Le clinique roman noir de la guerre marketing et financière occulte conduite par les cigarettiers en Europe et ailleurs. Un thriller confondant de violence et de cynisme au plus haut niveau.

Tout est détaillé dans le rapport de police que Nora a sous les yeux : les balles de 9 mm dans le crâne des braqueurs, les casiers longs comme le bras des cinq cagoulés, les voitures calcinées retrouvées à proximité, le cadavre du chauffeur allongé dans le coffre, les traces de pneus de deux autres camions-citernes identifiées sur les lieux, l’enquête dans une impasse.
Sept morts au total, ça fait tache.
Même si, en vérité, Nora s’en fiche.
Il se fiche des braquages et des morts – ça, c’est le boulot de la criminelle. Il se fiche de l’ammoniac. Il se contrefiche de Yara et des états d’âme de ses dirigeants. Il n’est pas là pour juger qui que ce soit. La justice française est faite pour ça. Nora est dans le camp de ceux qui appliquent la loi.
Lui, ce qui l’intéresse, ce sont les causes et les conséquences dissimulées.
Les usines de Yara fabriquent à grande échelle tout un tas d’immondices chimiques telles que de l’ammoniac, de l’urée, des nitrates, des produits azotés, ainsi que de l’acide phosphorique et des phosphates.
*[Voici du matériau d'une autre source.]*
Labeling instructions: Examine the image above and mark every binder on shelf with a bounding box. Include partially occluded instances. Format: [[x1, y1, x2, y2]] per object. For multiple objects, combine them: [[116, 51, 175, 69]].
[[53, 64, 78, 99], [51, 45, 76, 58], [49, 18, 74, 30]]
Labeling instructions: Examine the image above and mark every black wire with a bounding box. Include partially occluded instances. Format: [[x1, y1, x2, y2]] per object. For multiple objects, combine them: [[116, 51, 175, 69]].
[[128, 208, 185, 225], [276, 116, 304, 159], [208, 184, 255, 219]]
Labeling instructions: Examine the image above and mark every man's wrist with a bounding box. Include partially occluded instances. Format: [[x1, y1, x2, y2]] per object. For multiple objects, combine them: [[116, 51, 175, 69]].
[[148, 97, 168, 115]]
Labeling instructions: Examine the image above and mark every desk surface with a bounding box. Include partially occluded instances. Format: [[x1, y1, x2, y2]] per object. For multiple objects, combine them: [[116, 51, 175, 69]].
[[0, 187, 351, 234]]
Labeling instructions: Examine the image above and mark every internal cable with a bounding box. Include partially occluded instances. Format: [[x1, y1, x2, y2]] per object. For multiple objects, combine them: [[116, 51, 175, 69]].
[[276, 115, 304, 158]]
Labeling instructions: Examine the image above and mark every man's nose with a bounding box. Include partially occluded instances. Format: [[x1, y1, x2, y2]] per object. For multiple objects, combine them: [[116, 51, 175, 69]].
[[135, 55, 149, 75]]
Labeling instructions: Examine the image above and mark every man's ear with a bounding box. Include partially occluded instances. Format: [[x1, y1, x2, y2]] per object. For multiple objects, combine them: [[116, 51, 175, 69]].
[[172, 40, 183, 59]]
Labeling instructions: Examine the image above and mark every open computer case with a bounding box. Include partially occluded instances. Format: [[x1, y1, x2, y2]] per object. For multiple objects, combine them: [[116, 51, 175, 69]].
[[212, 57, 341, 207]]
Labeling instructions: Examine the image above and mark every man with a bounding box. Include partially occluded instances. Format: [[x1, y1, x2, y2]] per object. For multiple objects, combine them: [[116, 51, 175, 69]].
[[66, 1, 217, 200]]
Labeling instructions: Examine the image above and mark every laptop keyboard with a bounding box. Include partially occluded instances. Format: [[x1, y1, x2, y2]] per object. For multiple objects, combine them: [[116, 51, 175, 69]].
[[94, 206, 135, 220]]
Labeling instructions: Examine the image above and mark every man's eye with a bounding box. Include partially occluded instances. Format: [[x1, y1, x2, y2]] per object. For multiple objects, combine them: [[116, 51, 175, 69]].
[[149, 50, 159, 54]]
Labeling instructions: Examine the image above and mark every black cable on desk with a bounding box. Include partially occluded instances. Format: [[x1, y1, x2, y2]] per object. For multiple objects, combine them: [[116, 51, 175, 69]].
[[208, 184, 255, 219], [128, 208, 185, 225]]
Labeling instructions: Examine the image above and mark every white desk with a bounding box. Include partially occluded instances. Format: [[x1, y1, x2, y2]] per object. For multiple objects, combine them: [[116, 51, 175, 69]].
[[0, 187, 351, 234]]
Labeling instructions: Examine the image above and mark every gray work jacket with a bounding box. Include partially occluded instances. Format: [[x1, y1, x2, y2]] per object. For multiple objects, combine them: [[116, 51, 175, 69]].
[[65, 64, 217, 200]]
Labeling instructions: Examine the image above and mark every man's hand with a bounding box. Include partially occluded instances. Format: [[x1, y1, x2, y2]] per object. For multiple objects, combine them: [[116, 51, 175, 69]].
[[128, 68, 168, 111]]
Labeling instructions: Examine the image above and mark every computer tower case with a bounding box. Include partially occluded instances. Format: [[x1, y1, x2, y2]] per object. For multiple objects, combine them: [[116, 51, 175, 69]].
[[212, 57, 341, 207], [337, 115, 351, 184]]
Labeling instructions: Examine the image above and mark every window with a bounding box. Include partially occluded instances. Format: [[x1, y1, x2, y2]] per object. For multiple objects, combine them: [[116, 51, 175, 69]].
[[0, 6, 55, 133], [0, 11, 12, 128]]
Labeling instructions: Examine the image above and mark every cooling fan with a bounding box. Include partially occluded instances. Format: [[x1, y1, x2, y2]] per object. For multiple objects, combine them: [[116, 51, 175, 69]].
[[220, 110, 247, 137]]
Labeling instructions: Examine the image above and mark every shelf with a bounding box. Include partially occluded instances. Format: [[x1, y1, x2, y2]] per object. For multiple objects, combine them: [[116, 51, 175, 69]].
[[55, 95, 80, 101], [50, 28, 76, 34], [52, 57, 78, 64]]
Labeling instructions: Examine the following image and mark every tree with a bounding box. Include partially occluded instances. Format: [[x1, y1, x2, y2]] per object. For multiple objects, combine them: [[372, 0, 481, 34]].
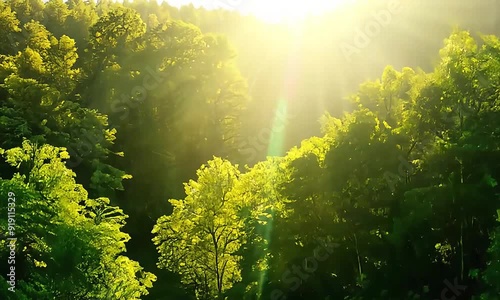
[[0, 141, 156, 299], [153, 158, 246, 299]]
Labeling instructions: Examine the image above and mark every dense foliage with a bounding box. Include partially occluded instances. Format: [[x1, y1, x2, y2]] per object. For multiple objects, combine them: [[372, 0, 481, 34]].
[[0, 0, 500, 300]]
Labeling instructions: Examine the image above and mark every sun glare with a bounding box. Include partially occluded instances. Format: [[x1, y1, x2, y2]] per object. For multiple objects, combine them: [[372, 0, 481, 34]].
[[248, 0, 355, 23]]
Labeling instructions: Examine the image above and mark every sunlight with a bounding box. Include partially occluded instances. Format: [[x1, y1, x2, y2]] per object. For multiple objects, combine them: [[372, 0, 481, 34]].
[[248, 0, 355, 23]]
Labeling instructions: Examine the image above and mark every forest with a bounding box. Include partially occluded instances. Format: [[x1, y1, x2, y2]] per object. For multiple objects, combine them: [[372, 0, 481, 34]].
[[0, 0, 500, 300]]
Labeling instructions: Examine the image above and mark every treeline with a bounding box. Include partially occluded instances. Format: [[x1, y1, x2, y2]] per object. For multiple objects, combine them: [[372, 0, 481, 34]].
[[0, 0, 500, 299]]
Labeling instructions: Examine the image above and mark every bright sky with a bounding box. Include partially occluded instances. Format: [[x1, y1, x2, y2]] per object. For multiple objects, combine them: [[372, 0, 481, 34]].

Leur principal client : l’agriculture intensive moderne, celle du rendement et des gros profits, dont les producteurs de tabac et les cigarettiers, parce que sans ça, les plantes pousseraient trop lentement et les clopes auraient un goût de paille séchée.
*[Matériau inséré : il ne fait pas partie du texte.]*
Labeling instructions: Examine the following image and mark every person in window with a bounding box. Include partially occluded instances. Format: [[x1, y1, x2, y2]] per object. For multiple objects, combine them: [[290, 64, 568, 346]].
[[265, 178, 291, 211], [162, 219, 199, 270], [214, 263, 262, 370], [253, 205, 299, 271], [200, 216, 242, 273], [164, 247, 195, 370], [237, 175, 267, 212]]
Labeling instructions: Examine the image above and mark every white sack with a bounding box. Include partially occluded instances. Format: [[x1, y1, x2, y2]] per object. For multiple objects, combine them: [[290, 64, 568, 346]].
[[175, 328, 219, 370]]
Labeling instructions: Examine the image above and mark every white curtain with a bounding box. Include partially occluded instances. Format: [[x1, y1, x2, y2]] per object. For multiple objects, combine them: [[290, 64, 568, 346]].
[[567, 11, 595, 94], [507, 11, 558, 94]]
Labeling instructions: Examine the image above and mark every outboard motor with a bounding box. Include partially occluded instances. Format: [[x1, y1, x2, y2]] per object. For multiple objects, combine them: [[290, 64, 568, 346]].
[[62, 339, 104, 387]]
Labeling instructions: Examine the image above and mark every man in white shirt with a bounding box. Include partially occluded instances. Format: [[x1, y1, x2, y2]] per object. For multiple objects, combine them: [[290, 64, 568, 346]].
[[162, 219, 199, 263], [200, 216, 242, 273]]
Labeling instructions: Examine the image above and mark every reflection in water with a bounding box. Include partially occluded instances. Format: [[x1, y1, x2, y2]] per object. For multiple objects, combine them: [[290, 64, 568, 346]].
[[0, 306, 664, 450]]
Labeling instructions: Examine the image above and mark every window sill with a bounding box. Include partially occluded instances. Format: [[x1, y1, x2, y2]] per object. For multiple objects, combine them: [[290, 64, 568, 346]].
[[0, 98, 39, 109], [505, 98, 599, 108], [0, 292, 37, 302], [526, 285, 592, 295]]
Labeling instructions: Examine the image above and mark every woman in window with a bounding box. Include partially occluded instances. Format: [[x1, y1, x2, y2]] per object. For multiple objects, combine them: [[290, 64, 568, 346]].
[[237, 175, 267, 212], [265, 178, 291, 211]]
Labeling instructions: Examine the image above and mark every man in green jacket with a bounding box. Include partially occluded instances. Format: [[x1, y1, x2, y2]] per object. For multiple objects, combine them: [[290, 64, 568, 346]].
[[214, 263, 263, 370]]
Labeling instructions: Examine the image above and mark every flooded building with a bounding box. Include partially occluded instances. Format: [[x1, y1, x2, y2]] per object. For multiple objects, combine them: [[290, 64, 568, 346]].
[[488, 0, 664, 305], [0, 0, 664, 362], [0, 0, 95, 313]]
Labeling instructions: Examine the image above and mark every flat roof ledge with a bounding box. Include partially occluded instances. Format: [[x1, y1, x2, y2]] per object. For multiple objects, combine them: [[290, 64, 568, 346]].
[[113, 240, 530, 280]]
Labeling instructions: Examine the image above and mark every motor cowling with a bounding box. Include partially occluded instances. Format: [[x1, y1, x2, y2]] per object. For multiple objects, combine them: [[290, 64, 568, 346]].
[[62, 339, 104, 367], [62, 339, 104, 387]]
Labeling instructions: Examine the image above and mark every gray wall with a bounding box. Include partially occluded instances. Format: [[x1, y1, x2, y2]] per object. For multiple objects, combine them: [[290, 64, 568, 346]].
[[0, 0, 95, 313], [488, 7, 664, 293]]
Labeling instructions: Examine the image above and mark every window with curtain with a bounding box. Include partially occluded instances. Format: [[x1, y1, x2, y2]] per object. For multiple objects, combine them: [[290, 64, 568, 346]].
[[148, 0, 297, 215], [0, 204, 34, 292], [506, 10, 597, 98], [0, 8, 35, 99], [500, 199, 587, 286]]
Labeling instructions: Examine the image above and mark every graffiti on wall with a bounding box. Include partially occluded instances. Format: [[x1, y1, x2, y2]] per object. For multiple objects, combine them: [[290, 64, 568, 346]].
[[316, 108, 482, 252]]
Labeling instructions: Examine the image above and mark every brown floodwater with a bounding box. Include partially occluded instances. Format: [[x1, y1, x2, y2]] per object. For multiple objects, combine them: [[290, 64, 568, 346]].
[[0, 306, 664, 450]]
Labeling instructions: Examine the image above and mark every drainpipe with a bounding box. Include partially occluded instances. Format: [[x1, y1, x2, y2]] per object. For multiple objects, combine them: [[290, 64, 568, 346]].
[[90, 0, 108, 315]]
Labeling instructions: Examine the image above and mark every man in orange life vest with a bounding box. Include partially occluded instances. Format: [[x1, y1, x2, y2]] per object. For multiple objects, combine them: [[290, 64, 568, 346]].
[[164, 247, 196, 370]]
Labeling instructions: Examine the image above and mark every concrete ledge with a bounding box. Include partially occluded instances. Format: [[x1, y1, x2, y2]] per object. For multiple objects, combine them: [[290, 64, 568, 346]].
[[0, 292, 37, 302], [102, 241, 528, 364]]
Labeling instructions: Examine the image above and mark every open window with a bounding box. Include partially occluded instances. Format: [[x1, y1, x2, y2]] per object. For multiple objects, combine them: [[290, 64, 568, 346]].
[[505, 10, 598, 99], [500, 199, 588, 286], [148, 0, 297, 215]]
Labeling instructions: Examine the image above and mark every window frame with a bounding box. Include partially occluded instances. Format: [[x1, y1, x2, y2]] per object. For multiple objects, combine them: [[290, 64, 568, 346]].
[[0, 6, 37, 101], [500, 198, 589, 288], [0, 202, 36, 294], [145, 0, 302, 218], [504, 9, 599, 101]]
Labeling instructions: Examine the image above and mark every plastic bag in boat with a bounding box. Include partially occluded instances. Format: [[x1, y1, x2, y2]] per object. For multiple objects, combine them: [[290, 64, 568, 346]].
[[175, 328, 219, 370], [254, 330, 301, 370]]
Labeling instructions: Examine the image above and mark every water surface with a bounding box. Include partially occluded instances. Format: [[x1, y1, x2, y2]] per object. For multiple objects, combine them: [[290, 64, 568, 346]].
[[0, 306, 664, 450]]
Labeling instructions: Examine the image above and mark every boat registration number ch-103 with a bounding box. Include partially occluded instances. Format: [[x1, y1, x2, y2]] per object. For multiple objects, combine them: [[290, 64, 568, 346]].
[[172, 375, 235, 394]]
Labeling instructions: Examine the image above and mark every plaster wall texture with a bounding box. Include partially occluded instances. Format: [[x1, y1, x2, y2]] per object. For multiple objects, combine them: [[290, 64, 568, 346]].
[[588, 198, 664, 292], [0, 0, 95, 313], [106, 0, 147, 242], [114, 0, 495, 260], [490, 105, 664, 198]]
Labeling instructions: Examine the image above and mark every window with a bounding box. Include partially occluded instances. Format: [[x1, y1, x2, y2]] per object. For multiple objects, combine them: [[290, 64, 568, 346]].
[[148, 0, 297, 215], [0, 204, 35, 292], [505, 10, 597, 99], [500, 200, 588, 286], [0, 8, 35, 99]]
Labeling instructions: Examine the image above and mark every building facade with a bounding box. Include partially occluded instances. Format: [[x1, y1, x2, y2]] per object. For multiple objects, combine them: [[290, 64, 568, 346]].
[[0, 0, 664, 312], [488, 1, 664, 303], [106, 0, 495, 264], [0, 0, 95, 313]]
Or, aucun cagoulé ne braque les convois de phosphate ou de nitrate.
Pourquoi ?
L’employée qui lui sert son expresso connaît sa leçon par cœur. Elle est aussi calée en ammoniac qu’elle est nulle en café. Elle est passée à côté d’une vocation de chimiste. Elle lui explique tout, en long, en large et en travers. Elle pèse chacun de ses mots :
– L’ammoniac est une denrée abondante et stratégique.
Les usines de « recon » fonctionnent comme des usines de pâte à papier ou des labos d’héroïne. « Recon » comme reconstitution. Des feuilles de tabac sont écrasées et transformées en pâte dans d’énormes cuves, puis transformées en plaques de 3,70 m de large qui, après séchage, sont aspergées de nicotine et de divers arômes et conservateurs. En cuisine tabagiste, c’est ce qu’on appelle le sauçage. De l’ammoniac y est ajouté pour favoriser la transformation des feuilles et rendre la fumée moins acide. Le résultat est un arôme sucré délicieux qu’on nomme american blend, davantage chargé en nicotine. Le résultat, c’est tout simplement le tabac blond, celui qui est fumé par des centaines de millions de consommateurs dans le monde.
Voilà pourquoi l’ammoniac est précieux.
Comme il fallait s’y attendre, les comptables de la SEITA ont cherché à faire traîner pour indemniser la société Yara en compensation des stocks partis en fumée, au motif que les sept braquages n’étaient pas de leur fait et ne relevaient pas de leur responsabilité.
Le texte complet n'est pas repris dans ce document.